Un élève a un comportement dérangeant, mais nous ne voulons pas déranger toute la classe? Il est possible de dire à l’élève: “Je remarque ton comportement inadéquat, je vais maintenant donner les instructions au reste de la classe et j’aimerais te parler quand j’aurai terminé.” C’est souvent suffisant pour que l’élève arrête son comportement. Tout le monde a bien vu que l’enseignant ou l’enseignante a vu ce qui se passe, mais la leçon a continué et les autres élèves n’ont pas été pénalisé du comportement de cet élève dérangeant.

Par contre, il est très difficile d’utiliser une phrase aussi calme que celle que je viens de mentionner lorsqu’on est émotif et lorsqu’on est fatigué. Lorsqu’on se met beaucoup de pression comme enseignant, il faut se rappeler que notre objectif est de rejoindre le plus possible les élèves et de les aider à aller le plus loin possible. Vos élèves seront tous engagés cette année… simplement, ils ne le seront peut-être pas en même temps et au même moment.

Se pratiquer peut aussi nous aider à ne pas réagir et, au contraire, à agir par instinct. Lors d’un de mes premiers emplois dans un centre d’appels, on nous avait appris à gérer les insultes des clients… et à ne pas les accepter. Si un client devenait agressif au téléphone, il se faisait avertir une première fois qu’il devait changer de ton. Un 2e avertissement suivait et avisait que nous allions raccrocher si le comportement continuait…et il n’y avait  pas de troisième avertissement. On nous avait fait pratiquer une phrase qui disait: “Madame, monsieur, je vous ai demandé de changer de ton, vous ne l’avez pas fait. Je vais maintenant devoir raccrocher.” Cet espèce d’automatisme me permettait de gérer l’émotivité du moment et de savoir exactement quoi dire lors de moments plus difficiles. C’est un peu comme les pratiques de feu. On se pratique alors qu’il n’y a pas d’urgence pour que ce soit automatique et que l’instinct puisse prendre le dessus si la situation arrive.
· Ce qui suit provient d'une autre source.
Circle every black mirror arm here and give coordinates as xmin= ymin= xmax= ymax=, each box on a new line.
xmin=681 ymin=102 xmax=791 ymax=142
Et pour être certain de bien gérer ses émotions : on s’observe et on s’écoute! Si on est fatigué ce matin-là, c’est tout à fait correct de changer sa planification de la journée puisqu’on sait que ce sera plus difficile côté réaction. On peut aussi être complètement honnête avec les élèves et leur dire que nous sommes fatigués et que nous avons peut-être la mèche plus courte aujourd’hui… et que nous avons besoin de leur collaboration. Croyez-moi, souvent, ils sont très humains eux aussi et très compréhensifs.

Pour ne pas être complètement excédé, si on se sent fatigué, si on se sent plus émotif, on prend notre heure de dîner (que l’on devrait prendre tous les jours de toute façon), on prend nos pauses et on peut même fermer la porte de la classe, fermer les lumières et prendre un petit 10 minutes pour relaxer les yeux fermés. Quand on se sent plus émotif, c’est aussi le moment de laisser tomber les copies à corriger ce soir-là. Les copies peuvent attendre un petit 24/48 heures de plus. Il sera beaucoup plus utile à l’élève d’avoir un enseignant calme, qui intervient adéquatement, que de recevoir sa copie d’examen 24h plus tôt.

Alors, la dernière fois que vous vous êtes dit que la journée avait mal été, étiez-vous en mode réaction ou en mode action? Posez-vous la question la prochaine fois que vous vous direz que les jeunes d’aujourd’hui n’écoutent plus rien.